Eu estou salvando você dos eventos sociais esta noite. Enquanto nossos colegas estudantes apresentam uma reencenação da Guerra Civil triste, mas verdadeira, você e eu iremos pintar a cidade de vermelho. Um sedan preto com uma placa dourada irá trazer você até mim. Achei que nós dois podiam usar uma dose de ar fresco.
C.

Luce tossiu da fumaça. Ar fresco era uma coisa, mas um sedan preto a buscando no campus? Para levá-la até ele, como se ele fosse algum tipo de monarca que podia arranjar em um impulso para que mulheres fossem buscadas? Onde estava ele afinal?
Nada disso era parte do plano dela. Ela havia concordado se encontrar com Cam somente para dizer a ele que ele estava sendo muito avançado e ela realmente não conseguia se ver se envolvendo com ele. Porque, apesar de que ela nunca contará a ele, cada vez que os punhos dele atingiram Justin na noite anterior, algo dentro dela havia se esquivado e começado a ferver.
Claramente ela precisava cortar essa coisinha com o Cam pela raiz.
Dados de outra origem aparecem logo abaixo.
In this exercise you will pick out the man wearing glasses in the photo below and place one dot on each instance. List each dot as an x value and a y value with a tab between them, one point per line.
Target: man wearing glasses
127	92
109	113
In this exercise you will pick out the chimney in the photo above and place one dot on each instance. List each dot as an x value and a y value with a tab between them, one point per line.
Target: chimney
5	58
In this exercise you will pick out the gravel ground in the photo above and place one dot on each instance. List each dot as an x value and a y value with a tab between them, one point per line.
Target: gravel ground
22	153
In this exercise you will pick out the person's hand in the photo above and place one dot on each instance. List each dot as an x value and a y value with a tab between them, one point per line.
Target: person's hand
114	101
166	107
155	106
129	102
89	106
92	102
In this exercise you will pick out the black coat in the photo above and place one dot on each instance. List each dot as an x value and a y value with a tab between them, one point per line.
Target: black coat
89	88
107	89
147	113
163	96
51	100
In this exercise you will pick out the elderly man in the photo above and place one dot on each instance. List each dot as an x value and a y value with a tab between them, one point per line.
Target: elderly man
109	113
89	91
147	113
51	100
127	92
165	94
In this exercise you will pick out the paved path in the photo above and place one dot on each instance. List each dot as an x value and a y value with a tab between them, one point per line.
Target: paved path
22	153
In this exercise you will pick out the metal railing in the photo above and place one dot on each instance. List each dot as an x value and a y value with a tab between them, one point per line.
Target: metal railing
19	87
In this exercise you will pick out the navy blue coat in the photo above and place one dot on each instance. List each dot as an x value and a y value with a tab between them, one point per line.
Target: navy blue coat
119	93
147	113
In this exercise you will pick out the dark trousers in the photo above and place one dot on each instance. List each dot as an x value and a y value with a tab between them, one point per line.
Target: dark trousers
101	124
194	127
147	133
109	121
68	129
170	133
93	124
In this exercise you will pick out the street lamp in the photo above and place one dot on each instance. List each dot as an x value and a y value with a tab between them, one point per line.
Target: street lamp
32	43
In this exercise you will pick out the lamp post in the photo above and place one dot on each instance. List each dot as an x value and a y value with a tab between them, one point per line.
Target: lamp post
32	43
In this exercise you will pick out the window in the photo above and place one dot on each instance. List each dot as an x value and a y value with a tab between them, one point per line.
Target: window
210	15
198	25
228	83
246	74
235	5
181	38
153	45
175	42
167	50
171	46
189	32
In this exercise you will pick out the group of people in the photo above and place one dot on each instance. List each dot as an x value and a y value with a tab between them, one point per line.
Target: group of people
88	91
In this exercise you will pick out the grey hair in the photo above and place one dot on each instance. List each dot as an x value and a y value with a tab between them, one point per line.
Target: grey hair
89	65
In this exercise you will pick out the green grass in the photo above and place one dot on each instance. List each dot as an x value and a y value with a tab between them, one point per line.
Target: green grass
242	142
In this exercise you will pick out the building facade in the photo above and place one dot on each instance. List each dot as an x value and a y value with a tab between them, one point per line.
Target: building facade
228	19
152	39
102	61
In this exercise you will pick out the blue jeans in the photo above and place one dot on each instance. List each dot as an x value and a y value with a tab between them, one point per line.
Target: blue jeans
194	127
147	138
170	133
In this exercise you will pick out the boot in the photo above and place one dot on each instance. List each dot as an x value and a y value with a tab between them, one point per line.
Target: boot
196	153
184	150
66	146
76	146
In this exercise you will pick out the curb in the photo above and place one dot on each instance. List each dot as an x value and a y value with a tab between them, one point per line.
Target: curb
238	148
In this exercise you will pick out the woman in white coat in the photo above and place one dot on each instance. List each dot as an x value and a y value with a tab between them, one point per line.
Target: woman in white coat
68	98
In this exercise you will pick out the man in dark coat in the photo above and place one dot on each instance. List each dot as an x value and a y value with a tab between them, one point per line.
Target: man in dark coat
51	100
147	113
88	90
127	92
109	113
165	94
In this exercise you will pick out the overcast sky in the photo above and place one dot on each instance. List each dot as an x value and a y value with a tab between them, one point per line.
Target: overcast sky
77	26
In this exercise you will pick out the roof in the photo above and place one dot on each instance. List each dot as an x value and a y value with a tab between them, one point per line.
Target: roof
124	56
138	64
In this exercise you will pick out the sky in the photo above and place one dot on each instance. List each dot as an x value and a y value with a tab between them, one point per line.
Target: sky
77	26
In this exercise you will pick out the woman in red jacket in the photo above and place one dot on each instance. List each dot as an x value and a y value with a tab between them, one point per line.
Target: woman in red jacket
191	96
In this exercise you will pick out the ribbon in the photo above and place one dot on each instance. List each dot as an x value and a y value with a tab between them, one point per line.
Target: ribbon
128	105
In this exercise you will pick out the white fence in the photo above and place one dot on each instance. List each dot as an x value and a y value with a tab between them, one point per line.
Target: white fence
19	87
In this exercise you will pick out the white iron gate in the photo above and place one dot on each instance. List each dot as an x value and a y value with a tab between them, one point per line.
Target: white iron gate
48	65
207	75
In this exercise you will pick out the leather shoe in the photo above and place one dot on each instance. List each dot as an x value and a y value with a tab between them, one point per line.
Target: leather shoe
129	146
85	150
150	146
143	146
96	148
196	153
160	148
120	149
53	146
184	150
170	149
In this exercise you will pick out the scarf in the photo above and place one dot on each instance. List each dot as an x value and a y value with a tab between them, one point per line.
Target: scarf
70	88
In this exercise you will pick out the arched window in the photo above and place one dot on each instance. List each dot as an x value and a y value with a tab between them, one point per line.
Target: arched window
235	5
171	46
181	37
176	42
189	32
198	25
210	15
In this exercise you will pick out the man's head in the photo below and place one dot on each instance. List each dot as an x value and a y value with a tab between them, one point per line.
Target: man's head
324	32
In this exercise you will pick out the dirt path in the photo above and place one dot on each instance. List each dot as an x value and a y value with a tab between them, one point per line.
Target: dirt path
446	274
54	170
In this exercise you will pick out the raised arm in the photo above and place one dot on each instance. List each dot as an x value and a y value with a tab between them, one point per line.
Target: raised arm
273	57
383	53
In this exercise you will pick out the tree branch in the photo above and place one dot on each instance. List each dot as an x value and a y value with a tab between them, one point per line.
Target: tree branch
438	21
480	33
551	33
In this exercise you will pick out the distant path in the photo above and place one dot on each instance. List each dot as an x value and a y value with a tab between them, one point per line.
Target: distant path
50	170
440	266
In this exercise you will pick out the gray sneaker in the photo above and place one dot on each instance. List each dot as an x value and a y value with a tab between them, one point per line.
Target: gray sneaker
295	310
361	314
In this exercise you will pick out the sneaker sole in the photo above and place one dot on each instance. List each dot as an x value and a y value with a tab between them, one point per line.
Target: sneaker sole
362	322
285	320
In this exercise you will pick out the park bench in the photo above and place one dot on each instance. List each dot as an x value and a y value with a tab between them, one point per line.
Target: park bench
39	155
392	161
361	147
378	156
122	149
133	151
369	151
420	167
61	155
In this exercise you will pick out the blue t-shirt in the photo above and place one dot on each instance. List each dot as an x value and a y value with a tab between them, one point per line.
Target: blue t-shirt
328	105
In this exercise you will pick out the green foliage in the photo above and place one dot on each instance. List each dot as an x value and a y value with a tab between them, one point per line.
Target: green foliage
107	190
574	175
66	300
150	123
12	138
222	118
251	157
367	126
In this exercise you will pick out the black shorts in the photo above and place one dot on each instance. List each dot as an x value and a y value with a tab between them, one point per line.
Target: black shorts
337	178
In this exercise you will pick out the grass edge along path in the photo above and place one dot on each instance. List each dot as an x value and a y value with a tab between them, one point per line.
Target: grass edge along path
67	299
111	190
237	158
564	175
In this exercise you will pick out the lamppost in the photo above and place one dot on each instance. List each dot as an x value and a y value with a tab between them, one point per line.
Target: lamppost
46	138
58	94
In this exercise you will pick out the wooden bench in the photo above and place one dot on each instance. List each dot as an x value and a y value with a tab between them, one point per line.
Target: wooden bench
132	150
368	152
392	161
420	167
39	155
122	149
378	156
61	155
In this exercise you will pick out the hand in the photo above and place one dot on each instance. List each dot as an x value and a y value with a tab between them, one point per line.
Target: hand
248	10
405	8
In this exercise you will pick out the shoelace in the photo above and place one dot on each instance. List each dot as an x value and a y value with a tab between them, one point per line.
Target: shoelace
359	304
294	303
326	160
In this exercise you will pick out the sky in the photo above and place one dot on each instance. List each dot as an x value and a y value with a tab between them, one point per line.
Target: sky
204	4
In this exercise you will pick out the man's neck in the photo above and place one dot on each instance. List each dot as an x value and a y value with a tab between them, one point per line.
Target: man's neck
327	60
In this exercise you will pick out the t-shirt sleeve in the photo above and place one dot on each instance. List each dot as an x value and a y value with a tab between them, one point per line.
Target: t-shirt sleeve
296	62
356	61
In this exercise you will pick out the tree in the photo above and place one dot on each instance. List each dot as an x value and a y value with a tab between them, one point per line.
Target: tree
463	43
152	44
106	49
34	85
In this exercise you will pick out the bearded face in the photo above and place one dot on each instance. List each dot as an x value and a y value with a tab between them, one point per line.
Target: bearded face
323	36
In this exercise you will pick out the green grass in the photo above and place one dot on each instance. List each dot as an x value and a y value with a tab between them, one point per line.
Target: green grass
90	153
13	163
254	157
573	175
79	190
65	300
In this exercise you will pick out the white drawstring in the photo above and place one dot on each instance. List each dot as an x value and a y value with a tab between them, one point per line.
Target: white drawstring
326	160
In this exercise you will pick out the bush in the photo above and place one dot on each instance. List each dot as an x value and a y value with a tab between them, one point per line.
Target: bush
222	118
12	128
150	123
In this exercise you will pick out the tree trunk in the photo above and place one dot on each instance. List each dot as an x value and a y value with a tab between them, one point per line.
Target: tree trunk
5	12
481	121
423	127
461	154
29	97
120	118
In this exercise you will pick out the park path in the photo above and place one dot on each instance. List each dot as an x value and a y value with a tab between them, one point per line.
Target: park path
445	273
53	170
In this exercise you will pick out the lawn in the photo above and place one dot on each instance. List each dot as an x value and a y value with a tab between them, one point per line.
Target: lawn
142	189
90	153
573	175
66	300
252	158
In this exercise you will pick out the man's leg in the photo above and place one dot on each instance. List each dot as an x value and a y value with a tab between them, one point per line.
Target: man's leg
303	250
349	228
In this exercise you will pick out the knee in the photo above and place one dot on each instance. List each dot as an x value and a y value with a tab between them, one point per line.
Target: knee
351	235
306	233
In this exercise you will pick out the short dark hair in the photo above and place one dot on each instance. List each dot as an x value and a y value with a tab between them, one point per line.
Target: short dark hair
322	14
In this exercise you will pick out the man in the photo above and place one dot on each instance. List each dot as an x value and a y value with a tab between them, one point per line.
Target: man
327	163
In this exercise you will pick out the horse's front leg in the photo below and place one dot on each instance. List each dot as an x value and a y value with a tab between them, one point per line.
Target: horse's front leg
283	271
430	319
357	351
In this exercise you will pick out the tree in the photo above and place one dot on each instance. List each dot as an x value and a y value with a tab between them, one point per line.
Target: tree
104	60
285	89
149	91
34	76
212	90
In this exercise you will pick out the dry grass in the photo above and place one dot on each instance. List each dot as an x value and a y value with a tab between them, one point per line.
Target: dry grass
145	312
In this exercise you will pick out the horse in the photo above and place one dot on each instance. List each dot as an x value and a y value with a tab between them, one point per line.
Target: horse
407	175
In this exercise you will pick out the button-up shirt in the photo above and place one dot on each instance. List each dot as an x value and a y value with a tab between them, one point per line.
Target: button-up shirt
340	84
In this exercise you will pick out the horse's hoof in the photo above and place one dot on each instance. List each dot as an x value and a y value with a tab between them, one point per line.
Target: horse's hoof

Ela tinha o colar dourado de serpente no bolso. Era hora de devolvê-lo.
Exceto que agora ela se sentia estúpida por presumir que Cam iria querer só conversar. É claro que ele tinha uma carta na manga. Ele era esse tipo de cara.
O som das rodas do carro desacelerando fez Luce virar a cabeça. Um sedan preto parou em frente aos portões. A janela esfumada do banco do motorista moveu-se para baixo e uma mão peluda saiu e pegou o receptor do interfone do lado de fora dos portões. Após um momento, o receptor estava de volta no seu lugar e o motorista se inclinou sobre sua buzina.
Finalmente os grandes portões de metal gemeram e se abriram, e o carro entrou parando na frente dela. As portas se destrancaram suavemente. Ela ia mesmo entrar naquele carro e ir para sabe-se-lá-onde para se encontrar com ele?
A última fez que ela havia estado parada naqueles portões havia sido para dizer adeus aos pais dela.
Sentindo falta deles antes mesmo deles irem embora, ela havia abanado daquele mesmo lugar, próxima do interfone quebrada dentro dos portões e, se lembrava de ter notado uma câmera de segurança mais moderna. O tipo com detectores de movimento, dando zoom nela toda vez que ela se movia. Cam não podia ter escolhido um ponto pior para o carro buscar ela.
Do nada ela teve visões do confinamento solitário na cela do porão. Paredes de cimento úmido e baratas correndo pelas pernas dela. Sem luz de verdade. Os rumores ainda estavam correndo pelo campus sobre aquele casal, Jules e Phillip, que não haviam sido mais vistos desde que haviam escapado. Cam achava que Luce queria tanto ver ele que ariscaria saindo do campus em plena visão dos vermelhos?
O carro ainda estava com o motor ligado em frente a ela. Após um momento, o motorista, um homem de óculos escuros estilo esportivo com um pescoço grosso e cabelos ralos estendeu sua mão. Nela estava um pequeno envelope branco. Luce hesitou um segundo antes de ir para frente e tirar ele dos dedos dele.
O material personalizado de Cam. Um cartão pesado cor marfim com o nome dele impresso em letras douradas no canto inferior à esquerda.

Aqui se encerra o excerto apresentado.